In 2021, the CDC’s Advisory Committee on Immunization Practices (ACIP) voted to recommend Jynneos as a safer alternative to the ACAM2000 vaccine because of ACAM2000’s propensity to cause serious adverse effects, including myocarditis and pericarditis — i.e., inflammation of the heart.

However, Nass noted, Jynneos also was linked to heart inflammation, according to the FDA licensure review of the Jynneos smallpox-monkeypox vaccine which reported:

“Up to 18.4% of subjects in 2 studies developed post-vaccination elevation of troponin [a cardiac muscle enzyme signifying cardiac damage]. However, all of these troponin elevations were asymptomatic and without a clinically associated event or other sign of myopericarditis.”

These higher levels of troponin were not studied further, and the reviewers admitted they did not know if the Jynneos vaccine caused myocarditis, Nass said.

The Jynneos manufacturers said they would conduct an “observational, post-marketing study” in which they would “collect data on cardiac events that occur and are assessed as a routine part of medical care.”

But myocarditis — particularly asymptomatic forms of myocarditis that lack outer signs of the condition — could fly under the radar of the “routine part of medical care,” noted Nass.

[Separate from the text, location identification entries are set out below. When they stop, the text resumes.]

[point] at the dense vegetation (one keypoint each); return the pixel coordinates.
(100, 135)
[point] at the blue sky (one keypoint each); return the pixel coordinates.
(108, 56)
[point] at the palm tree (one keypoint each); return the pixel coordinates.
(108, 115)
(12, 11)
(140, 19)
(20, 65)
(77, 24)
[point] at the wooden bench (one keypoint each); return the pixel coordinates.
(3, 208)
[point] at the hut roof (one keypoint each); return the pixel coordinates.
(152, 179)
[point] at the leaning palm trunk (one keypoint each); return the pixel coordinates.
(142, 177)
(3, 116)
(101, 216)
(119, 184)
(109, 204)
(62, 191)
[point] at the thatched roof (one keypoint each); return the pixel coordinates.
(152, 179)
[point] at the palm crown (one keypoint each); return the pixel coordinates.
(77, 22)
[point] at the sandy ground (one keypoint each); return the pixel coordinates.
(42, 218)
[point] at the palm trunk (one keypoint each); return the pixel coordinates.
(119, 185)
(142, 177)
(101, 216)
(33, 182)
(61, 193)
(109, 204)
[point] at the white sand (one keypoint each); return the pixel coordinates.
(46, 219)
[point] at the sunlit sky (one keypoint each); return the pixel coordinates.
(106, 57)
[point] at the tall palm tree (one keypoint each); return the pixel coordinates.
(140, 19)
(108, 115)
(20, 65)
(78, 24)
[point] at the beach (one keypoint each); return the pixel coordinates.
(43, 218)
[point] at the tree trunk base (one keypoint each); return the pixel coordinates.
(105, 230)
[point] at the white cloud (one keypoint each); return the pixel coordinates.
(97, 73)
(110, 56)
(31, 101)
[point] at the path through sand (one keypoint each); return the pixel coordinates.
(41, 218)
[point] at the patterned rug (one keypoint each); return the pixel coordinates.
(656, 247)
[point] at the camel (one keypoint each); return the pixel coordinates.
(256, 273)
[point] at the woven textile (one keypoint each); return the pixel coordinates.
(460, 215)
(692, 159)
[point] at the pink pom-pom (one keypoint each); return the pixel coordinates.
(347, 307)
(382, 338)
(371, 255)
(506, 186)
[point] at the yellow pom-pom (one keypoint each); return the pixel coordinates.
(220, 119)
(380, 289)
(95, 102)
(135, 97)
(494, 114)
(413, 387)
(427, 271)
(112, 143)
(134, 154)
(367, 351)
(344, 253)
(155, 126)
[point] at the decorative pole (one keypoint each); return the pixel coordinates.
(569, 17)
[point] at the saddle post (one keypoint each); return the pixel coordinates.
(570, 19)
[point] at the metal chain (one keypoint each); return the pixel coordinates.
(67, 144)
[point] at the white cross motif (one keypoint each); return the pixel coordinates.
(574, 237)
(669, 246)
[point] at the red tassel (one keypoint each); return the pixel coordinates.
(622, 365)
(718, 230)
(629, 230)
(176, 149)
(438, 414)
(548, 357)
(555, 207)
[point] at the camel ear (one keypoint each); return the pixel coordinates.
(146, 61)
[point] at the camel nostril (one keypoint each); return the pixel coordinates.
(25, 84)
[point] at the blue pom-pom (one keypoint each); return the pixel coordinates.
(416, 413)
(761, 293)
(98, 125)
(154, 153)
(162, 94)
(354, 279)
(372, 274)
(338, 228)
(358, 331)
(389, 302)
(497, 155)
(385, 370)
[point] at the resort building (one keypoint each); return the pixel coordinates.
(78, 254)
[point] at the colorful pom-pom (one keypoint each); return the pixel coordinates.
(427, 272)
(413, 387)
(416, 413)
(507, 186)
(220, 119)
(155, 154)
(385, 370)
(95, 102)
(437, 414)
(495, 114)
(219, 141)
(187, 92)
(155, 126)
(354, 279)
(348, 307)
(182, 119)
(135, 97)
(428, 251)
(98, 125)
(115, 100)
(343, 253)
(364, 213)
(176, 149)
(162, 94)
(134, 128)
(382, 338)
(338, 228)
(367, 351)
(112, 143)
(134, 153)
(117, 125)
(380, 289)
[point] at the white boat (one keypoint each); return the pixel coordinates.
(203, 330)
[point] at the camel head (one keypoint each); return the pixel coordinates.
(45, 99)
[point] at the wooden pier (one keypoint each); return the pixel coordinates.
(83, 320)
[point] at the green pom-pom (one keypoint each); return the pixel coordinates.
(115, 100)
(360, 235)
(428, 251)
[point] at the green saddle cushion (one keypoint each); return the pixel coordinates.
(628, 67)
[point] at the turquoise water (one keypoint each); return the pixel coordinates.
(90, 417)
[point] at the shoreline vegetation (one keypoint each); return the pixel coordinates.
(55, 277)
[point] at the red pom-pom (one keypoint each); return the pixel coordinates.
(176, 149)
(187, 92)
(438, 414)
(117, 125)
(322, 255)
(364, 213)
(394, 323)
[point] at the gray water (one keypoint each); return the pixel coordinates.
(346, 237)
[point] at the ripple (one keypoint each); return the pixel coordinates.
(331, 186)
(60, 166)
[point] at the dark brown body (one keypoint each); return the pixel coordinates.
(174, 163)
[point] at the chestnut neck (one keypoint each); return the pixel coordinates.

The manufacturers would need to test for heightened troponin levels — something that is not typically done in “routine” check-ups.

The authors of a 2015 study reported evidence of heart injury following vaccination in a sample of 1,445 individuals who received a smallpox or trivalent influenza vaccine.

They found that chest pain, shortness of breath and/or palpitations occurred in 10.6% of those who received the smallpox vaccine SPX-vaccinees and 2.6% of those who received the trivalent influenza vaccine within 30 days of immunization.

Additionally, the study authors reported levels more than double the upper limit of troponin — a protein that flags cardiac injury — in 31 of the individuals who received the smallpox vaccine.

“Passive surveillance significantly underestimates the true incidence of myocarditis/pericarditis after smallpox immunization,” they concluded.

The authors added:

“Evidence of subclinical transient cardiac muscle injury post-vaccine immunization is a finding that requires further study to include long-term outcomes surveillance. Active safety surveillance is needed to identify adverse events that are not well understood or previously recognized.”